Day 43: Climbing Stairs

Day 43 — Climbing Stairs

Coding problem

Solution outline (coding)

• Recurrence: f(n) = f(n-1) + f(n-2) with base f(0)=1, f(1)=1 (or adjust indices per problem).
• Iterate with two variables instead of full array.
• Match problem statement (1 vs 2 steps at a time).

Time complexity: O(n).

Space complexity: O(1) — rolling variables.

class Solution:
  def climbStairs(self, n: int) -> int:
    a, b = 1, 1
    for _ in range(n - 1):
      a, b = b, a + b
    return b


# Input:  n = 3
# Output: 3

SQL interview practice

1. Interview question

Companies / track: Google

Google: SQL screens usually assume BigQuery, Ads / Search / YouTube-style fact tables, and talking through bytes processed and partition pruning.

What you are asked to write (SQL prompt):

Frame this as metrics work for **Google**-scale surfaces (ads, product, or engagement — as the tables suggest).
stairs(user_id, day, steps).
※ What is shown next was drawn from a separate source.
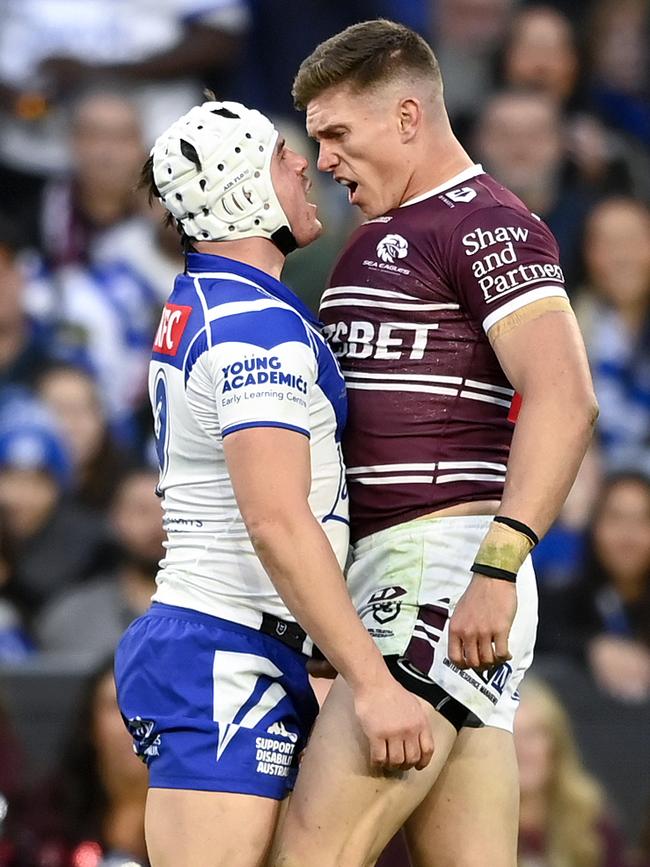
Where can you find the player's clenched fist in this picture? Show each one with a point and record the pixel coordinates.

BigQuery: model DP-like cumulative metric: for each user, compute ways to reach a step goal using previous 1 or 2 days via iterative aggregation.
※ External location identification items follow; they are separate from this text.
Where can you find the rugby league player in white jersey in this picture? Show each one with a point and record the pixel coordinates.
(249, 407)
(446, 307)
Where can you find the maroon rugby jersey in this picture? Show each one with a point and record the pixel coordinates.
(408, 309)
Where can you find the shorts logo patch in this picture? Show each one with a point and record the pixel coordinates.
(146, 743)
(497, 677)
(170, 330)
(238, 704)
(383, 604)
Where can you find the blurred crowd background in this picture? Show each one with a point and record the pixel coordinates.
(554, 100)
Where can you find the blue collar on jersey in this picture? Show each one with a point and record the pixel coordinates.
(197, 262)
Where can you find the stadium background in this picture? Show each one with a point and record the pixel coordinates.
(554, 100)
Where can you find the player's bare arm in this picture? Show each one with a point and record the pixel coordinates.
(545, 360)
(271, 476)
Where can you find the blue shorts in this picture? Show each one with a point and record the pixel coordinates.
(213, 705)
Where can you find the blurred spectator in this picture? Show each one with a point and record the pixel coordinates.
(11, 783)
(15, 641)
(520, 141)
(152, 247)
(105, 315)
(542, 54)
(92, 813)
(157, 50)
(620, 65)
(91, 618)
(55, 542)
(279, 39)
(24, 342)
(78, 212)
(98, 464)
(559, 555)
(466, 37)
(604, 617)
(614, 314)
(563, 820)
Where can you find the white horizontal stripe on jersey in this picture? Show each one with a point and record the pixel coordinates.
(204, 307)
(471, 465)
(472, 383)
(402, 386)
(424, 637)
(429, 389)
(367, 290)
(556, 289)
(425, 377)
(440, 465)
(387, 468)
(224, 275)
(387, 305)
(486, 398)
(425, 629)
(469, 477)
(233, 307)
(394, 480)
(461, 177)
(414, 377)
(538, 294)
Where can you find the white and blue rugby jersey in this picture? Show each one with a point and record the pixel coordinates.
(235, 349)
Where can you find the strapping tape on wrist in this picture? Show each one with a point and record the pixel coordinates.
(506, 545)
Tables implied by the prompt:

• stairs(user_id, day, steps)

Engine: BigQuery — use its date, array, and approximate functions as documented.

2. Solution outline

• Clarify out loud: result grain (one row per what?), join keys, time zone, and any ORDER BY / LIMIT / tie-breakers.
• Map 1D DP to SQL: say the relational equivalent (e.g. hash map → GROUP BY + key; two pointers → ordered window + filter).
• Structure: CTEs (WITH) — one step per CTE; validate on a tiny slice (counts, nulls, duplicates).

WITH ordered AS (
  SELECT user_id, day, steps,
    LAG(steps, 1) OVER (PARTITION BY user_id ORDER BY day) AS s1,
    LAG(steps, 2) OVER (PARTITION BY user_id ORDER BY day) AS s2
  FROM stairs
)
SELECT user_id, day, steps + IFNULL(s1, 0) + IFNULL(s2, 0) AS ways_like_dp
FROM ordered;